The question of vaccine passports is a difficult and emotive one. While the majority of constituents I have heard from throughout the pandemic have accepted that sacrifices have been needed to reduce the infection rate, I am aware that many find the potential effect of a widespread need for vaccine passports or certification a chilling prospect.
A range of options are currently being considered by the Government to encourage people to receive the Covid vaccine. One of these is the idea that Covid-status certification (showing you have been vaccinated, recently had a negative coronavirus test or have a level of immunity if you have recently tested positive for the virus) could play a role in safely returning to ‘normal life’ and reopening the economy.
It is worth noting that even without vaccine passports being introduced in the UK, other countries are already developing their own certification systems which would be required for UK citizens undertaking international travel.
Domestically, many have raised concerns that requiring a vaccine passport to enter businesses or hospitality venues would effectively make having the vaccine compulsory. While these measures are still under review, I understand any proposed Covid status certification could also be obtained from a negative coronavirus test, and as such a vaccine would not be an absolute necessity (although it is of course encouraged that we should all receive this as soon as we are able).

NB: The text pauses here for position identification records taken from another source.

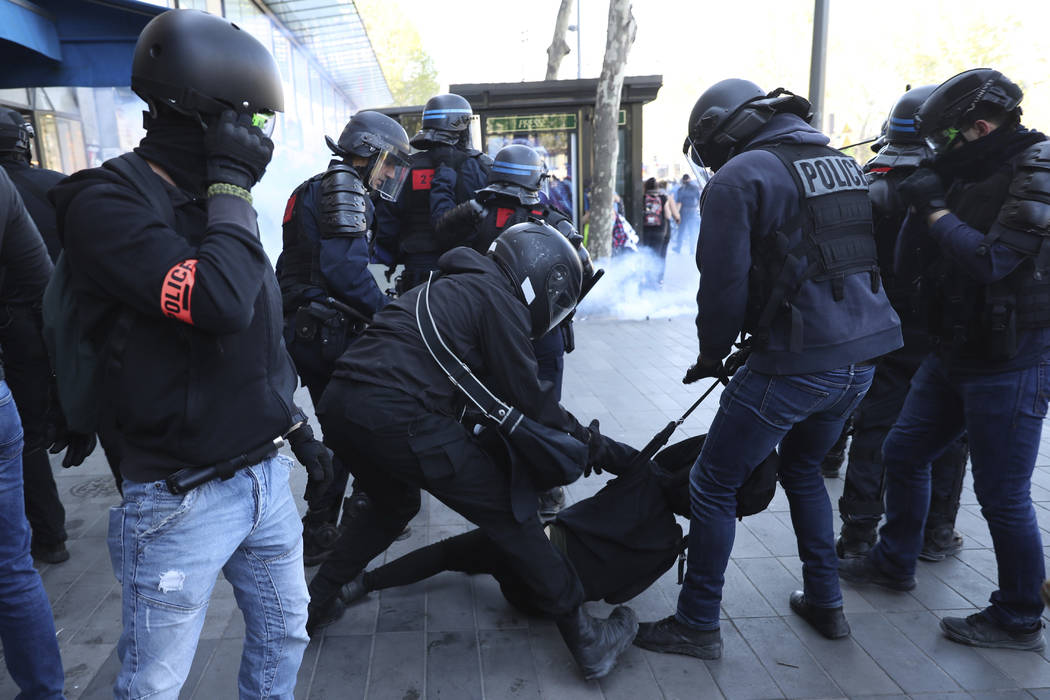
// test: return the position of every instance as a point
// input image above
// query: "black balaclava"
(175, 142)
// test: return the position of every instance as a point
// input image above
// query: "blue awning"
(85, 43)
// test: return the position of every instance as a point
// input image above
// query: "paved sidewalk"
(455, 636)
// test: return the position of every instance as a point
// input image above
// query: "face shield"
(700, 171)
(387, 172)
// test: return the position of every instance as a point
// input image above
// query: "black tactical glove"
(315, 458)
(237, 152)
(705, 368)
(924, 191)
(77, 445)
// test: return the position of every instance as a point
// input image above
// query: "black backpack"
(83, 356)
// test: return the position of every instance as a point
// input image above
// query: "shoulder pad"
(343, 204)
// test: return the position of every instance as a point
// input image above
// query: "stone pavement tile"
(844, 661)
(453, 665)
(903, 661)
(507, 666)
(342, 667)
(738, 673)
(491, 610)
(740, 598)
(966, 666)
(402, 609)
(790, 664)
(559, 676)
(631, 678)
(398, 665)
(449, 602)
(772, 579)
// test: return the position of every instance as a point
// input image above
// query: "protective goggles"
(387, 174)
(700, 171)
(942, 140)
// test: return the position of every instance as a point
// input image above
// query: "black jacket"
(203, 380)
(33, 184)
(483, 322)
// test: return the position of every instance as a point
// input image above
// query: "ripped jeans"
(167, 552)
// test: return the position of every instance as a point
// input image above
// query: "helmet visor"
(266, 121)
(387, 174)
(700, 171)
(942, 140)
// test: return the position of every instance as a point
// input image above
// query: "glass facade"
(82, 127)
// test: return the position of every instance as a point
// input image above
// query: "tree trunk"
(559, 49)
(617, 43)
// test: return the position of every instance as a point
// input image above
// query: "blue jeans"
(167, 551)
(1002, 415)
(26, 626)
(804, 414)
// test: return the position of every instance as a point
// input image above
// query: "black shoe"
(852, 549)
(864, 571)
(940, 543)
(595, 643)
(828, 621)
(56, 554)
(355, 590)
(550, 503)
(979, 630)
(326, 607)
(670, 636)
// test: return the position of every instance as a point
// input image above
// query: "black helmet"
(380, 139)
(545, 269)
(446, 120)
(728, 114)
(200, 64)
(518, 171)
(944, 112)
(900, 144)
(16, 133)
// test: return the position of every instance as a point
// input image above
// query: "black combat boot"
(595, 643)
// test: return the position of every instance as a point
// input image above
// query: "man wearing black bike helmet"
(978, 235)
(166, 258)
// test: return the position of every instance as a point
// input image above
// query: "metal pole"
(818, 60)
(579, 58)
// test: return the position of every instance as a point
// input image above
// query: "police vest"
(417, 232)
(1011, 207)
(341, 211)
(828, 240)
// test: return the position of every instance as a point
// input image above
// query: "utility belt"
(185, 481)
(331, 323)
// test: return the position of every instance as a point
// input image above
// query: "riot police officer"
(790, 258)
(978, 226)
(510, 197)
(404, 231)
(900, 152)
(328, 292)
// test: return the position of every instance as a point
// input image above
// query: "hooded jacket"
(753, 196)
(484, 323)
(205, 383)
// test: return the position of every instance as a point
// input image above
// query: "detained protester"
(511, 196)
(978, 227)
(30, 649)
(27, 369)
(860, 506)
(164, 251)
(328, 291)
(790, 258)
(393, 407)
(404, 228)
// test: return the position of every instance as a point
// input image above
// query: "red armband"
(176, 291)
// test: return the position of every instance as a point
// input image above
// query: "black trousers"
(861, 505)
(399, 448)
(27, 372)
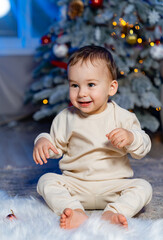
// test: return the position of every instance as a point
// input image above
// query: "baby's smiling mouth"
(84, 103)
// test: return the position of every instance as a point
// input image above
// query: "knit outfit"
(95, 174)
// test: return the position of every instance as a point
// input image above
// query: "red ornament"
(96, 3)
(45, 39)
(70, 104)
(59, 64)
(11, 216)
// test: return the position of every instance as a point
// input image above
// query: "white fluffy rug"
(35, 221)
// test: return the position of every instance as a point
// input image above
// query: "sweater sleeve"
(57, 136)
(142, 143)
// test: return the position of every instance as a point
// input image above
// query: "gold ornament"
(76, 9)
(131, 38)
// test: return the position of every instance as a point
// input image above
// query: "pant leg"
(55, 190)
(132, 196)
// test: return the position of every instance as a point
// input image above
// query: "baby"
(93, 137)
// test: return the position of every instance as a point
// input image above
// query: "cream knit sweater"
(87, 153)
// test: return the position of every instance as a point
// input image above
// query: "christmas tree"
(131, 30)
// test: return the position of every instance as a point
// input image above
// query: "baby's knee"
(146, 188)
(45, 180)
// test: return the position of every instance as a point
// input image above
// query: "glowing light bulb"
(114, 23)
(139, 40)
(137, 27)
(123, 35)
(4, 7)
(45, 101)
(152, 44)
(131, 31)
(158, 109)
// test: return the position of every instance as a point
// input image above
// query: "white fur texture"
(35, 221)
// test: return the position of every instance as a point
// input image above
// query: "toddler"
(93, 137)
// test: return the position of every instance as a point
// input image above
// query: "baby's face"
(90, 86)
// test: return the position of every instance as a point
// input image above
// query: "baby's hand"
(120, 137)
(40, 151)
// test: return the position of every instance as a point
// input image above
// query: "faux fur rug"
(35, 221)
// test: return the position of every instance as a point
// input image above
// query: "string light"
(152, 44)
(131, 31)
(114, 23)
(158, 109)
(139, 40)
(137, 27)
(45, 101)
(123, 35)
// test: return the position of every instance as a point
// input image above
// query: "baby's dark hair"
(92, 53)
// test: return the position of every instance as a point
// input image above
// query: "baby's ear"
(113, 88)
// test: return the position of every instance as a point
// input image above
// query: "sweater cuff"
(51, 153)
(133, 146)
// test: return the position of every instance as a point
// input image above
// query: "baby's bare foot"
(115, 218)
(72, 218)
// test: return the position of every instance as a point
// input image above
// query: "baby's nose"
(83, 92)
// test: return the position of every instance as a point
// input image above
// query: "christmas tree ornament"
(131, 38)
(76, 8)
(97, 33)
(96, 3)
(157, 52)
(11, 216)
(158, 32)
(153, 17)
(45, 39)
(60, 50)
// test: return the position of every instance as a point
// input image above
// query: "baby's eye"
(91, 84)
(74, 85)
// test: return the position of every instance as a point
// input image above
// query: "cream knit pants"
(125, 196)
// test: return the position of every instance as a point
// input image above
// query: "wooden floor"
(19, 174)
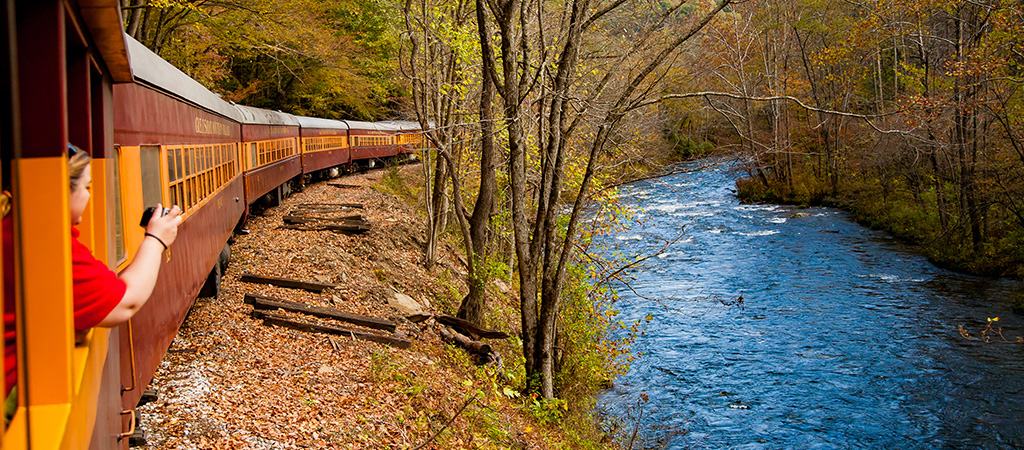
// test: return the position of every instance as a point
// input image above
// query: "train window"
(187, 163)
(150, 170)
(119, 242)
(177, 163)
(171, 175)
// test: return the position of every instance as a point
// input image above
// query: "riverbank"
(230, 381)
(780, 327)
(906, 217)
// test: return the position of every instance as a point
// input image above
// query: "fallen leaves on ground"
(228, 381)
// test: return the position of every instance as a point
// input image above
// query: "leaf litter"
(228, 381)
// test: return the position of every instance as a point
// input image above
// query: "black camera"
(147, 214)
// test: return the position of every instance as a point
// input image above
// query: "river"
(844, 337)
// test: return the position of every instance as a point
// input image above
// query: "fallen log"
(337, 228)
(328, 206)
(474, 346)
(261, 302)
(286, 282)
(276, 319)
(292, 218)
(343, 186)
(470, 328)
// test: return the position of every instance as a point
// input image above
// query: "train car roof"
(315, 122)
(259, 116)
(402, 125)
(103, 21)
(154, 71)
(376, 126)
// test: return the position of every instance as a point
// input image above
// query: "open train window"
(119, 227)
(153, 192)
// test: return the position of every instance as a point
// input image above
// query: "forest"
(908, 114)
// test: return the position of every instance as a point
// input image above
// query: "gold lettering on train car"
(207, 126)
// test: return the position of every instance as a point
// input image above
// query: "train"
(156, 135)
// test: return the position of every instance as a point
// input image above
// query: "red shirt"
(97, 289)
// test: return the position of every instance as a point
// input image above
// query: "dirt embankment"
(229, 381)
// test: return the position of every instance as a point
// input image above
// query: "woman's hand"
(165, 228)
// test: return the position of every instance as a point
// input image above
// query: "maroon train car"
(325, 144)
(371, 141)
(409, 137)
(270, 151)
(176, 142)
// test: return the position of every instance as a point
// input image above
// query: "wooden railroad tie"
(297, 218)
(280, 320)
(261, 302)
(343, 186)
(327, 207)
(311, 217)
(286, 282)
(337, 228)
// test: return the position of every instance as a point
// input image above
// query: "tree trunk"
(473, 305)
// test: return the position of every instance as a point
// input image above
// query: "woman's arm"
(140, 275)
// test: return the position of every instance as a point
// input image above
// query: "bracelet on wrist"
(161, 241)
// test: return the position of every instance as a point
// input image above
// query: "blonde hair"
(76, 165)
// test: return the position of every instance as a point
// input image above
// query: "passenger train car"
(157, 136)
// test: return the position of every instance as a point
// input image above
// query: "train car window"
(185, 160)
(119, 240)
(177, 164)
(150, 169)
(171, 174)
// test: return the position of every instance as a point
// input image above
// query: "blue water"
(844, 337)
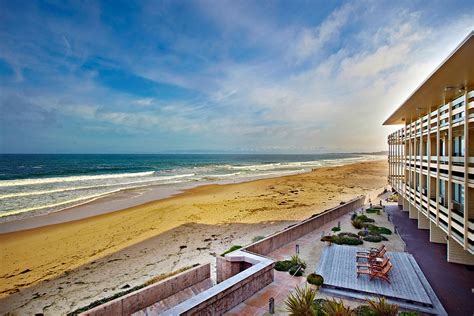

The Government also recognises that it is important that there are appropriate exemptions for people for whom vaccination is not advised, and repeat testing is difficult.
Overall, my view is that it is right that measures are in place to identify those who might be more likely to spread the virus if they are in public - and voluntarily attended - settings, particularly those where social distancing is more difficult.
I am also not sure we should ban private companies from insisting that their employees (like plumbers) or customers (like plane travellers) have evidence of a test or vaccine. The Government believes that introducing a ban on this would in most cases be an unjustified intrusion on how businesses choose to make their workers or premises safe. That said, the Government believes that there are some settings (such as essential public services, public transport and essential shops) where Covid-status certification should never be required, in order to ensure access for all.
The issue of virus passports raises complex ethical and discriminatory issues that need to be worked through. This is something I know the Government and the Prime Minister are conscious of and I welcome the fact that the Government is considering these issues fully as part of the review into whether Covid-status certification is appropriate. I understand that the review has so far gathered evidence from clinical and ethical experts, as well as businesses and their representative organisations; in addition, the public call for evidence has generated more than 50,000 responses representing a wide range of opinions.
As the Prime Minister has said, it may be that there is a role for certification in the future, but for now the emphasis is rightly on our vaccination and testing programmes. I will keep a close eye on the debate as more information becomes available.